Commercializzare un integratore alimentare

La definizione di “Integratore Alimentare” è reperibile all’interno dell’articolo 2 del Decreto Legislativo n° 169 del 21 Maggio 2004. In particolare, gli integratori alimentari sono definiti come “quei prodotti alimentari destinati ad integrare la comune dieta e che concentrano un mix di sostanze nutritive, quali le vitamine e i minerali, o di altre sostanze (dieta sirt) che hanno un effetto nutritivo o fisiologico, in particolare, ma non in via esclusiva, aminoacidi, acidi grassi essenziali, fibre ed estratti di origine vegetale, sia monocomposti che pluricomposti, in forme predosate”.

Sinonimi di integratori alimentari sono, invece, le denominazioni di “complemento alimentare” o “supplemento alimentare”. Il pubblico potrà usufruire degli integratori alimentari attraverso confezioni studiate secondo piccoli formati di consumo, che assumono la forma di capsule, compresse, bustine o piccole boccette. L’assunzione di integratori alimentari è fonte di beneficio per la persona, poiché incrementa il benessere dell’organismo, migliorandone lo stato e le funzionalità. Infatti, gli integratori alimentari integrano e completano le normali capacità di funzionamento del corpo umano, poiché consentono l’introduzione di nutrienti e sostanze, caratterizzate da un notevole effetto nutritivo o fisiologico.

La commercializzazione e la messa in vendita di un integratore alimentare avvengono solo in seguito alla procedura di notifica dell’etichetta da parte del Ministero della Salute. A seguito della notifica, l’integratore alimentare entrerà a far parte di un elenco specifico e dedicato, in cui compariranno le caratteristiche del prodotto riportate già in etichetta. Tuttavia, tutti quei composti che non sono ancora oggetto di un’ordinata armonizzazione europea devono essere supportati dalle Linee Guida Ministeriali (LGM), secondo quanto previsto dall’articolo 5 del Decreto Legislativo numero 169 del 2004. Il Decreto prevede che la sezione denominata “Apporto di vitamine, minerali e altre sostanze” sia suddivisa in diverse parti, ciascuna dedicata ad uno specifico composto: 1. Vitamine e minerali, in cui sono indicati i livelli massimi di apporti consentiti, oltre che le origini degli ingredienti di cui sono composti. In particolare, la direttiva 46/2002/CEl per gli integratori alimentari e il regolamento (CE) 1925/2006 per gli alimenti. Inoltre, il regolamento (CE) 1170/2009 del 30 novembre 2009, che modifica la direttiva 2002/46/CE e il regolamento (CE) 1925/2006 contengono “gli elenchi di vitamine e minerali e le loro forme che possono essere aggiunte agli alimenti, compresi gli integratori alimentari”; 2. Probiotici e prebiotici, per cui sono elencate le adeguate disposizioni. I probiotici sono quei microrganismi che, se assunti in buona quantità, hanno effetti benefici importanti sull’organismo umano. Gli alimenti o integratori con probiotici identificano quei cibi che contengono, in dosi massicce, microrganismi probiotici vivi e attivi. Questi ultimi giungono all’intestino, si moltiplicano e portano consentono un nuovo equilibrio per la microflora intestinale, favorendo una colonizzazione diretta.

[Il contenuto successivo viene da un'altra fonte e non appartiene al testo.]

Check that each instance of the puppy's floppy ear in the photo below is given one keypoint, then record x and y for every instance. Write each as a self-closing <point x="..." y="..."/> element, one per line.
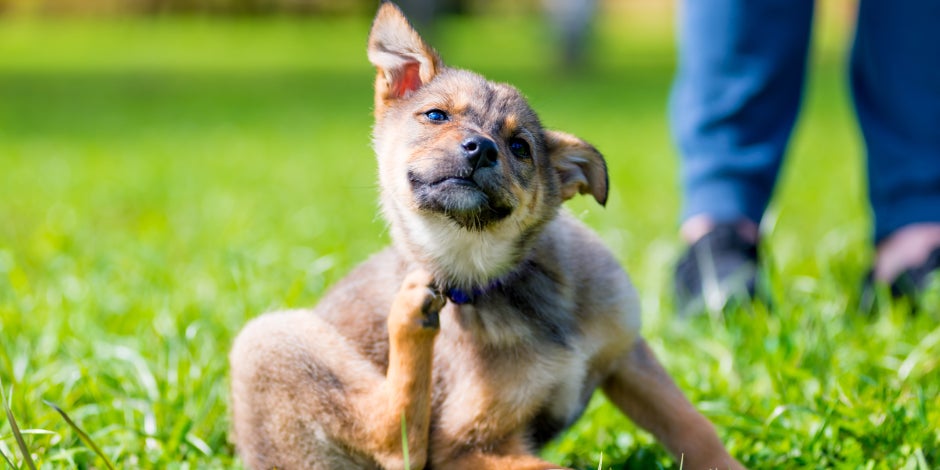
<point x="403" y="60"/>
<point x="580" y="167"/>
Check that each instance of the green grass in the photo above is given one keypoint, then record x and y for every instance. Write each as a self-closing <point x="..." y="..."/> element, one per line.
<point x="163" y="181"/>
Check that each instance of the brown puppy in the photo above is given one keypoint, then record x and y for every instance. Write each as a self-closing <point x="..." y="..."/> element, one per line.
<point x="486" y="327"/>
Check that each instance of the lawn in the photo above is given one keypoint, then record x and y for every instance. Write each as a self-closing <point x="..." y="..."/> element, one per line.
<point x="164" y="180"/>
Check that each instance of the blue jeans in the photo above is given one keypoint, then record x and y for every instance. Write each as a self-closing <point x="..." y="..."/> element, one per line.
<point x="738" y="88"/>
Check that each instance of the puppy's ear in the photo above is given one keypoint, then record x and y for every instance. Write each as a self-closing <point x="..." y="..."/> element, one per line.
<point x="404" y="62"/>
<point x="580" y="167"/>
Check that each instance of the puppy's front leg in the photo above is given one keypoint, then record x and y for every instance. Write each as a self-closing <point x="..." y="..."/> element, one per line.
<point x="642" y="389"/>
<point x="413" y="324"/>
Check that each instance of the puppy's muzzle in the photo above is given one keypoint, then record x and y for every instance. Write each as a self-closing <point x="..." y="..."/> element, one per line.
<point x="480" y="152"/>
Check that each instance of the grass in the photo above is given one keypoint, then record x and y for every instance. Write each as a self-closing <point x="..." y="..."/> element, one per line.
<point x="164" y="180"/>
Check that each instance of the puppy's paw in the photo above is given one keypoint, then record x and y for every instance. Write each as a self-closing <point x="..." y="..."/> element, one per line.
<point x="417" y="306"/>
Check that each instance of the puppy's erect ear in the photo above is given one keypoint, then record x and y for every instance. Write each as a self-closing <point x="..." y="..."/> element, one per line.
<point x="579" y="165"/>
<point x="404" y="62"/>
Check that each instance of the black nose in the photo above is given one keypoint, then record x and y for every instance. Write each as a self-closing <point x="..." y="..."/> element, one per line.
<point x="480" y="151"/>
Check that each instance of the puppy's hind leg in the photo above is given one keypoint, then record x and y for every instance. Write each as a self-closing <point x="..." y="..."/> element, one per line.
<point x="304" y="397"/>
<point x="642" y="389"/>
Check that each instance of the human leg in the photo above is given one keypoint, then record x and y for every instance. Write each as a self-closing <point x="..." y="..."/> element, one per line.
<point x="734" y="103"/>
<point x="895" y="72"/>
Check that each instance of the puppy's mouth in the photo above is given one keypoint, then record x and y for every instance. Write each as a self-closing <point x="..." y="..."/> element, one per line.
<point x="474" y="201"/>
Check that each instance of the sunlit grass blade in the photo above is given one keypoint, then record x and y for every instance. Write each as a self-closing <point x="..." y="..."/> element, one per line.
<point x="16" y="431"/>
<point x="404" y="442"/>
<point x="82" y="435"/>
<point x="7" y="459"/>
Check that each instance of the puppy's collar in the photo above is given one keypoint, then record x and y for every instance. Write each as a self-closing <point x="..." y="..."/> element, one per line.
<point x="462" y="297"/>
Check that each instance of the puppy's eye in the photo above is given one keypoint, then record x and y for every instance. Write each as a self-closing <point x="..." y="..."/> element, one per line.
<point x="436" y="115"/>
<point x="519" y="148"/>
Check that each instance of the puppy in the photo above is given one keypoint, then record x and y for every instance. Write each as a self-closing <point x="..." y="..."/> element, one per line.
<point x="485" y="328"/>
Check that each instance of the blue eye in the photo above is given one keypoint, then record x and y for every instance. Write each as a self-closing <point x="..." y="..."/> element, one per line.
<point x="436" y="115"/>
<point x="520" y="148"/>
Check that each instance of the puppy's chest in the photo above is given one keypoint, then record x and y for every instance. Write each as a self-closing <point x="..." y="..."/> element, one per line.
<point x="484" y="393"/>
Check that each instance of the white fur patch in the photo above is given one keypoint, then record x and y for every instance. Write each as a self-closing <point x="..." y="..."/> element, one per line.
<point x="466" y="256"/>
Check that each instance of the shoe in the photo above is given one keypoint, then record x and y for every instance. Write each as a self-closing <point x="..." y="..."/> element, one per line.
<point x="719" y="267"/>
<point x="912" y="283"/>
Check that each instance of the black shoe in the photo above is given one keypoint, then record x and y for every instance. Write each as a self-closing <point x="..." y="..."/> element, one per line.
<point x="912" y="283"/>
<point x="719" y="267"/>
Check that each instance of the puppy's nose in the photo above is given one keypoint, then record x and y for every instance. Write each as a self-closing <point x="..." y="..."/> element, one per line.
<point x="480" y="151"/>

Grazie all’assunzione costante di probiotici o prebiotici, l’organismo migliora le sue normali funzionalità, poiché questi composti attivano un complesso di effetti aggiuntivi rispetto alle normali attività nutrizionali, ed accoglie integratori che facciano da rimedi naturali contro l’infarto. Il prebiotico fa riferimento alle sostanze di natura alimentare, che però non sono digeribili, anche se agiscono positivamente sulla crescita e sull’attività di uno o più batteri. Questi ultimi sono già presenti nel tratto intestinale o se ne favorisce la presenza, se assunti insieme al prebiotico; 3. Altre sostanze ad effetto nutritivo o fisiologico, dove sono riportate varie disposizioni per altri nutrienti e altre sostanze ad effetto nutritivo o fisiologico, diverse dai botanicals. Vi appartengono nutrienti che non appartengono alla famiglia delle vitamine, dei minerali e delle altre sostanze ad effetto nutritivo o fisiologico ammessi all’impiego negli integratori alimentari; 4. Integratori sostengono i regimi dietetici ipocalorici e che devono essere conformi a quanto prescritto; proprio per questo motivo, devono essere accompagnati da un’adeguata etichettatura e da una valida campagna pubblicitaria.